Building effective data products is a cornerstone of delivering value in the digital age. 

I’m Uri Bahar, Director of Solution Engineering at Sisense, and throughout my career, I've encountered the build-versus-buy dilemma time and time again—especially when it comes to embedded analytics. 

In this article, I’ll share insights into the critical considerations for building or buying an embedded analytics solution, the expectations users have today, and how to approach the decision based on your business maturity, data strategy, and goals. 

Understanding the current tech landscape

To set the stage, let’s take a look at the current tech landscape from two perspectives:

  1. User expectations: What do users expect when it comes to digital experiences? We’ll explore a list of these expectations, many of which won’t be surprising, but it’s important to align them with trends in embedded analytics.

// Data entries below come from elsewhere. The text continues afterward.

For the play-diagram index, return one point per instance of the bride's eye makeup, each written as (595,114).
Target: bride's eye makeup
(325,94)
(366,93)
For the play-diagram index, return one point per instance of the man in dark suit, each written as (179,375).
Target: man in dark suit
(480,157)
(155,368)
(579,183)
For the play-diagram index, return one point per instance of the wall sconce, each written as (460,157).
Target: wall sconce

  1. The importance of embedded analytics: Why is it crucial to integrate analytics into your product offering? We’ll examine how this capability influences user satisfaction and product success.

By marrying these perspectives, we can better understand why embedded analytics is a critical component of modern products. This understanding also helps frame the internal discussions around whether to build or buy—and if building, to what extent.

In the sections that follow, I’ll delve deeper into these considerations and offer practical insights to guide your decision-making process.

Defining embedded analytics

To start, let’s clarify what embedded analytics means—and, importantly, what it doesn’t. When we talk about embedded analytics, we’re not referring to the analytics you use internally to track product usage or performance. 

Instead, we’re talking about the analytics you offer to your customers, typically within the context of a B2B product.

Even in B2C contexts, embedded analytics exists—for instance, when Spotify sends you an annual recap of your listening habits. While monetization may not always be as direct in B2C, in B2B, analytics often comes with clear monetization opportunities.

Take the example of an application designed for sellers on Amazon or other online marketplaces. Sellers manage product catalogues across platforms, dealing with complex data: product placement algorithms, image requirements, shipping logistics, and more. 

Such applications often provide analytics to help sellers make data-driven decisions, like adjusting prices to improve product rankings or deciding which products to promote.

Embedded analytics, at its core, is about enabling your users to make these kinds of decisions based on the data your application gathers. It’s not just about presenting data—it’s about helping users act on it seamlessly within their workflow.